Olympia Snowe’s op-ed on how the increasingly narrow and dogmatic conservatism of the Republican Party drove Arlen Specter from the fold is worth a read. But I think it’s noteworthy that she seems more interested in a rote recitation of the plight of socially moderate northeastern Republicans than she is in actually looking at the particulars of Specter’s situation. It’s true that Specter was nominally pro-choice. But for the past 15 years, he’s assembled a voting record that’s pretty orthodox. He led the charge on behalf of Clarence Thomas, he worked mightily for all of Bush’s judicial appointments, and he still says he’s eager to filibuster Dawn Johnson.
Indeed, what’s notable about the Toomey-Specter grudge match is that it’s not primarily about cultural issues, it’s primarily about Specter’s alleged deviations on economic policy.

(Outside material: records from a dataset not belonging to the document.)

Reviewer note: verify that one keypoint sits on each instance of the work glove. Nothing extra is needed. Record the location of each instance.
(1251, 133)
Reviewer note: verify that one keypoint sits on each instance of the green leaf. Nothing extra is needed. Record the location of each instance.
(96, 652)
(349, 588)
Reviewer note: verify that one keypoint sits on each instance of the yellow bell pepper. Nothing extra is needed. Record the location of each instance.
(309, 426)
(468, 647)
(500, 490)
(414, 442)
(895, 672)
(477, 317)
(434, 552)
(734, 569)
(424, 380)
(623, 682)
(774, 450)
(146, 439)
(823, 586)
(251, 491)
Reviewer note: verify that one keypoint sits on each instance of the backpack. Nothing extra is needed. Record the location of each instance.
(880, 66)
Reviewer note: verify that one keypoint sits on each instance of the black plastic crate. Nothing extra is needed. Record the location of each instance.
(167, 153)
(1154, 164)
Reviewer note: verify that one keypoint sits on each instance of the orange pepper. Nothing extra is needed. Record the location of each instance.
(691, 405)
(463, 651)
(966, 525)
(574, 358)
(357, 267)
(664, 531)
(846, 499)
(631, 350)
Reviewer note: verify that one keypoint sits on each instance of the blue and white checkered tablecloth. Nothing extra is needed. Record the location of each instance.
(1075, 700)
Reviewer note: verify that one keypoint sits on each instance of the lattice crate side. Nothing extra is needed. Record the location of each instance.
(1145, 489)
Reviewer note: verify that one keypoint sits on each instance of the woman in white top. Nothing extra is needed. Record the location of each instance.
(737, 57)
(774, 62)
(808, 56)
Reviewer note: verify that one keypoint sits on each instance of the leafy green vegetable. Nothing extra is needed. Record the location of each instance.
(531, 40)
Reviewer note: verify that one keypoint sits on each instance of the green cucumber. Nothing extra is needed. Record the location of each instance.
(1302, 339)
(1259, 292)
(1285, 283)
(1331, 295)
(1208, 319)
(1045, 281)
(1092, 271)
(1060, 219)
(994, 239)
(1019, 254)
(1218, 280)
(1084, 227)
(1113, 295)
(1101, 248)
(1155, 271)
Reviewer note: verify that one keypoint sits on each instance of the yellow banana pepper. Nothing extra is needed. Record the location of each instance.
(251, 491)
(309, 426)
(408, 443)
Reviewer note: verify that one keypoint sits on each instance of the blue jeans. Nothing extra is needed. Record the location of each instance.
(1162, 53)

More broadly in the intellectual arena, the orthodox conservative position has started to include controversial — and, frankly, false — claims about which things are problems. To be a conservative in good standing, for example, you’re supposed to join with Alan Reynolds in denying that inequality is increasing. You’re supposed to join with George Will and David Boaz in denying that climate change is happening. Basically, if you say that there are any problems in the United States other than high taxes, you’re out of the tent. That, much more so than the continued prominence of conservative social issues, constitutes a radical narrowing of the definition of “conservatism” from where it was 25–30 years ago.